It's a true story and came to light recently in a Pennsylvania newspaper article. Charles Wesley Mumbere, 56, was a nurse's aide at Spring Creek Rehabilitation and Health Care Center in Harrisburg, PA, where he is reported to have lived and worked for the last nine years. During that time, no one suspected his royal origins in the East African country, colleagues at the facility said. In the 1960s, Mumbere's father led a small ethnic revolution against the Ugandan government, according to an interview Mumbere gave to The Patriot News, of Harrisburg. With that, Mumbere became the heir apparent to the mountain kingdom of Rwenzururu.

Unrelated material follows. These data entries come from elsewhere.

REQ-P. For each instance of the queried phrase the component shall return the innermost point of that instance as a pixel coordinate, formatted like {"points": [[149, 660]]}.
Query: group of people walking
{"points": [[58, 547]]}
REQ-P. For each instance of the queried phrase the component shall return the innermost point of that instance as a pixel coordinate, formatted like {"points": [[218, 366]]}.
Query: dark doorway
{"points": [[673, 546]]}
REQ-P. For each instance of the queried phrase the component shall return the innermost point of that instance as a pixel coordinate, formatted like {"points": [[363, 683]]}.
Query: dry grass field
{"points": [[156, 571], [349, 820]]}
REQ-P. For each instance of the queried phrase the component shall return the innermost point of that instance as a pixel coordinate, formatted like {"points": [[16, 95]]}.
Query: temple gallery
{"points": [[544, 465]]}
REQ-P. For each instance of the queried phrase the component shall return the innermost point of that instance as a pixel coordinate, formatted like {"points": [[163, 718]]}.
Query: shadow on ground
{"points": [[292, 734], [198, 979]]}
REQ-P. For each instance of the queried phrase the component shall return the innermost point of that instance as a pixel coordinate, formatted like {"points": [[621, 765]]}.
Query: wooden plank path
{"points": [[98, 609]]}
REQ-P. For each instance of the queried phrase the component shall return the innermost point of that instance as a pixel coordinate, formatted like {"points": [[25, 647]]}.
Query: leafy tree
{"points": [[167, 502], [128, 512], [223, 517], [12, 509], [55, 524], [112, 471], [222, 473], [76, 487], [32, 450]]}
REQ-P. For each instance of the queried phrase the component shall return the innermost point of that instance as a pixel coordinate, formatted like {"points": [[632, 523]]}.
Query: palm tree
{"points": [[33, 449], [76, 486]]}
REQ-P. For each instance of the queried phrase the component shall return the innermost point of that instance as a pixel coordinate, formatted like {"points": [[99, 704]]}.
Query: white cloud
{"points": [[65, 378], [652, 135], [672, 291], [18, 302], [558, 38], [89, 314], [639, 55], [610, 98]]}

While Mumbere attended business school in America in the 1980s, Uganda underwent another revolution, and the government stopped recognizing his kingdom—and paying his tuition. To make ends meet, he trained as a nurse's aide. Supervisors at facilities where he has worked over the years have described him as loyal, hard working and a very nice person, according to The Patriot News, which caught wind of the story from a professional acquaintance of the king's daughter, who attended college in the area.
With much of the strife in Uganda subsiding and the government possibly ready to recognize the smaller ethnic kingdoms within its borders, Mumbere returned to his native land at the end of July. This time, he hopes for good.